Comment by boelboel
15 hours ago
Bill Gates was always a POS, reading about his behaviour earlier on doesn't make him seem in any way virtuous. The whole 'charity' persona he put on afterwards is just PR.
15 hours ago
Bill Gates was always a POS, reading about his behaviour earlier on doesn't make him seem in any way virtuous. The whole 'charity' persona he put on afterwards is just PR.
Gates was (is) definitely a huge nerd. Much more than most of the people here.
He was also the poster boy for tech nerd assholes, until the scale of tech assholery shifted wildly for the worse, and he switched to legacy building mode.
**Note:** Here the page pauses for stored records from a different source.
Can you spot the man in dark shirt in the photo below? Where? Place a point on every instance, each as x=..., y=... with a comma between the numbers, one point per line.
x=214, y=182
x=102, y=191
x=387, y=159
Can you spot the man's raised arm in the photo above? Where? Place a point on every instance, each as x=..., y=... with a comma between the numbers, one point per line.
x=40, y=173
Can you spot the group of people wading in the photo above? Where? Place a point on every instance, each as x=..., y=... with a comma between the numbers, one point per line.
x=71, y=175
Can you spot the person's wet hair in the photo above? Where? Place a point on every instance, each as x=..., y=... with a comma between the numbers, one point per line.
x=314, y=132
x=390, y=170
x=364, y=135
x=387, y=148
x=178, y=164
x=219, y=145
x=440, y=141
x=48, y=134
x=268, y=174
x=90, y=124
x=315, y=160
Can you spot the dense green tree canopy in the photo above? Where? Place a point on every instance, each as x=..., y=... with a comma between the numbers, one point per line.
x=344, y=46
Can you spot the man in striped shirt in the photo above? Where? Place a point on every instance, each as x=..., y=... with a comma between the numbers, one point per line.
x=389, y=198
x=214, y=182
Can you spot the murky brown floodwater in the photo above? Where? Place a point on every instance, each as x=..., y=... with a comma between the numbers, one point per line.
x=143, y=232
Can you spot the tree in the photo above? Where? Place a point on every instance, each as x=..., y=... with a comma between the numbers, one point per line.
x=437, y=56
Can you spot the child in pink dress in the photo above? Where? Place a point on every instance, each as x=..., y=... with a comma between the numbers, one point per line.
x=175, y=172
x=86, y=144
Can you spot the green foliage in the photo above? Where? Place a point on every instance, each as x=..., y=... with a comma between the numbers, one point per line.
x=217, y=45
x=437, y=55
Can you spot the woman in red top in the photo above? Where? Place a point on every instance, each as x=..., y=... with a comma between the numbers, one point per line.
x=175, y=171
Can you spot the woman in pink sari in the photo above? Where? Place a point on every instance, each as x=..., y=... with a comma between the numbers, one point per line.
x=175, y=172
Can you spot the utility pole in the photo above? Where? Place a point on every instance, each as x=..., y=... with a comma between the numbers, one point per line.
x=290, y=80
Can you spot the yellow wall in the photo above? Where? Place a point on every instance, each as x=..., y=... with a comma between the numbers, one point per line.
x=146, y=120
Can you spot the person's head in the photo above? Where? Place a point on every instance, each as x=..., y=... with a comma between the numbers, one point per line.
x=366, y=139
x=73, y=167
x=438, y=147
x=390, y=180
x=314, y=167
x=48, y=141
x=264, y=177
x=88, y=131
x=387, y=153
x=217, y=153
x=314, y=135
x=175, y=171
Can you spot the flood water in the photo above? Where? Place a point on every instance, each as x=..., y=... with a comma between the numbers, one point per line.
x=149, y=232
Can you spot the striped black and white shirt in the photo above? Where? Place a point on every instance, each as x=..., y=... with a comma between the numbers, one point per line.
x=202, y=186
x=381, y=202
Same with Jobs, but without the charity.
Woz, maybe he actually was a nerd.
> The whole 'charity' persona he put on afterwards is just PR.
What do you mean by "persona"? Do you mean he's not really giving money away?
Persona is very much the outward facing acts and image of a person and could be orthogonal to personality. So to parse the posters comment you need to assume that being a charitable person is more than the act of given money to people in need and can also be a personality trait (or at least constituent virtues that expressing charity indicates can be part of personality).
For instance if there was a homeless person on my street and I figured that giving them $500 would have good odds of having them OD and no longer being on my street... what looks like a charitable act very much isn't. So while it would contribute to a charitable persona it wouldn't reflect personality.
> The whole 'charity' persona he put on afterwards is just PR.
Indeed. Even in the middle ages rich people leaned heavily on charity to whitewash their legacy. I mean, the Catholic church even made this accessible to the masses through indulgence.